Okay, so I was right. It really was too soon for me to be reading The Adventures of Sherlock Holmes again.
As I mentioned in the video, the last time I read Sir Arthur Conan Doyle's collection of stories about the world's most famous detective was less than six months ago. I had a funny feeling that reading it again so soon would result in a significant loss of mystery from the tales, with my previous knowledge being fresh enough that I could second guess the answers sooner than I otherwise might have. In the case of almost every story, I had the answer almost as readily as Holmes himself, and I must confess, that killed the enjoyment for me a little bit. So much of the joy is in trying (and inevitably failing) to match wits with the Brain from 221B Baker Street.
Don't get me wrong - I still love Doyle's flair for the written word, with description that makes Victorian London both entrancingly beautiful and incredibly sinister all at once. I picked up clues I had missed on my first reading. Overall, it was not a bad reading experience.

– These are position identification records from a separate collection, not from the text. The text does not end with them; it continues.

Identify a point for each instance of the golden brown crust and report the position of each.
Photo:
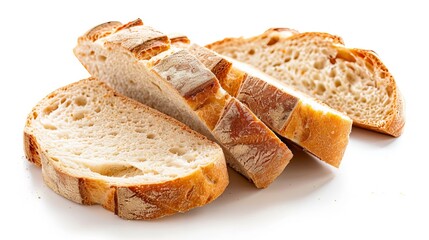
(147, 201)
(262, 155)
(176, 38)
(324, 134)
(272, 105)
(100, 31)
(143, 41)
(218, 65)
(31, 149)
(188, 76)
(276, 108)
(208, 101)
(137, 22)
(395, 120)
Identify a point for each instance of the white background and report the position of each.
(380, 190)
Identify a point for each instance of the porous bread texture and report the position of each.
(318, 129)
(353, 81)
(98, 147)
(163, 82)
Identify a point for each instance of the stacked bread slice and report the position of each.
(139, 62)
(354, 81)
(96, 146)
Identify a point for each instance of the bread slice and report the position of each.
(98, 147)
(313, 126)
(353, 81)
(139, 62)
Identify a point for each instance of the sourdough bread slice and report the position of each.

But the loss of the mystery, the decline in the thrill of the chase, really impacted on my feelings about the book this time around. Rather than rollicking along with my own theories, hoping I was right, being intensely puzzled by the way Holmes was drawing his conclusions, I was feeling cocky, recalling the basic gist of each case's resolution, even if my memory hadn't stored all the finer details. It became frustrating, leaving me wishing I was already onto the next story, in the hope that it might be one I didn't remember. It really was all too fresh.
And that's really what I've taken away from this reading - Sherlock Holmes IS brilliant, but he's that much more brilliant after an particularly extended break.
After all, being around somebody that amazingly brainy all the time is horribly tiring.